You are viewing a plain text version of this content. The canonical link for it is here.
Posted to dev@zookeeper.apache.org by Marshall McMullen <ma...@gmail.com> on 2013/05/13 19:48:05 UTC

Quorum failure with concurrent client connections?

I'm debugging a problem we're seeing where after quorum loss quorum does
not recover as I expect it should. It seems that I've isolated the problem
to quorum not be re-established if there are clients trying to connect to
the ensemble at the same time that the nodes are coming up and trying to
form quorum. Is there any known issue with this? I've searched for open
Jiras without any luck.

Re: Quorum failure with concurrent client connections?

Posted by Thawan Kooburat <th...@fb.com>.
What I have seen so far is mostly related to init/sync limit together with
snapshot size. (ZOOKEEPER-1697, ZOOKEEPER-1521)
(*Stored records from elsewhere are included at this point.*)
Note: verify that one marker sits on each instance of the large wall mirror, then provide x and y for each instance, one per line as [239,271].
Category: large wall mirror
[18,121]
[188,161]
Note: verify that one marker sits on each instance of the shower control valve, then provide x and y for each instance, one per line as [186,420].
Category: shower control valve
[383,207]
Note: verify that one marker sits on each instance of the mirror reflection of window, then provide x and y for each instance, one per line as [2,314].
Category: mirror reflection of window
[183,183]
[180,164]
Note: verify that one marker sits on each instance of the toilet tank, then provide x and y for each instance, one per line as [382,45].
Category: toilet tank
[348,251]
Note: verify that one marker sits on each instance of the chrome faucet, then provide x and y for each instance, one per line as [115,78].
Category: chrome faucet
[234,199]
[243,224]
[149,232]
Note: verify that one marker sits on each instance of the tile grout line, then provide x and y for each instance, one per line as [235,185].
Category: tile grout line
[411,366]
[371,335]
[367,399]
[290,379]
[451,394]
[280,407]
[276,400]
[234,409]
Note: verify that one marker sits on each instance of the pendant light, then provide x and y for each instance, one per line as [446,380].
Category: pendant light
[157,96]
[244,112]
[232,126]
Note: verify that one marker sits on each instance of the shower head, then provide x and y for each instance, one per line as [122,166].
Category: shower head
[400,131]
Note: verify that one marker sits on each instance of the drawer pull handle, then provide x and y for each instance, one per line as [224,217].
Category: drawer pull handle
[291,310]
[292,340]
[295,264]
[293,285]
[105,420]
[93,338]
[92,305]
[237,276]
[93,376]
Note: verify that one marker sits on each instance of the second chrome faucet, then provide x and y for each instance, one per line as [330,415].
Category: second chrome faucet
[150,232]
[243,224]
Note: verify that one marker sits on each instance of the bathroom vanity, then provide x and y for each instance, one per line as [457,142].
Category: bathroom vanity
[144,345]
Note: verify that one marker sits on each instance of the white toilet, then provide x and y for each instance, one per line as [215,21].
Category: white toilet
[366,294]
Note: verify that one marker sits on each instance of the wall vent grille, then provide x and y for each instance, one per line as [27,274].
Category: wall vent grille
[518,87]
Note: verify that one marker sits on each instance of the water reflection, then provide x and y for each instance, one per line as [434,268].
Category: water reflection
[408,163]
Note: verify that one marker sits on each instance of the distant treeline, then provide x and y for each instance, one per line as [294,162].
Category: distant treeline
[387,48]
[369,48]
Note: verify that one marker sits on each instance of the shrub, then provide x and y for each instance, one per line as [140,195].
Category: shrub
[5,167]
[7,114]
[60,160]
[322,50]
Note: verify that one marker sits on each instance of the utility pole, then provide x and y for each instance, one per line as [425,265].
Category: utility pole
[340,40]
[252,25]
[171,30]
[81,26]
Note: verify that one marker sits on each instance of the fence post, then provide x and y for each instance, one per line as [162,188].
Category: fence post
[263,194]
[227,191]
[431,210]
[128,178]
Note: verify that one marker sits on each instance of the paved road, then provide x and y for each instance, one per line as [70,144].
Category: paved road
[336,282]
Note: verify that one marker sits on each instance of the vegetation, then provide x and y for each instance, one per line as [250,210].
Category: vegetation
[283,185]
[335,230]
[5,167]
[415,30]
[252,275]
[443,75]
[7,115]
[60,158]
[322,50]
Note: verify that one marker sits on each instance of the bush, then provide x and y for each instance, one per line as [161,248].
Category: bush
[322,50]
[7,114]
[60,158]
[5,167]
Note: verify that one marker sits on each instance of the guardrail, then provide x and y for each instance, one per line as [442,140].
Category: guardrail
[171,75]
It might be possible that a client trying to reconnect cause a load spike
on the server and push the server over the limit,  but you will have to
have lots of clients in this case.

I think it will be easier to narrow down the problem by checking which
phase (e.g. Leader election or synchronization) the quorum fails


-- 
Thawan Kooburat





On 5/13/13 10:48 AM, "Marshall McMullen" <ma...@gmail.com>
wrote:

>I'm debugging a problem we're seeing where after quorum loss quorum does
>not recover as I expect it should. It seems that I've isolated the problem
>to quorum not be re-established if there are clients trying to connect to
>the ensemble at the same time that the nodes are coming up and trying to
>form quorum. Is there any known issue with this? I've searched for open
>Jiras without any luck.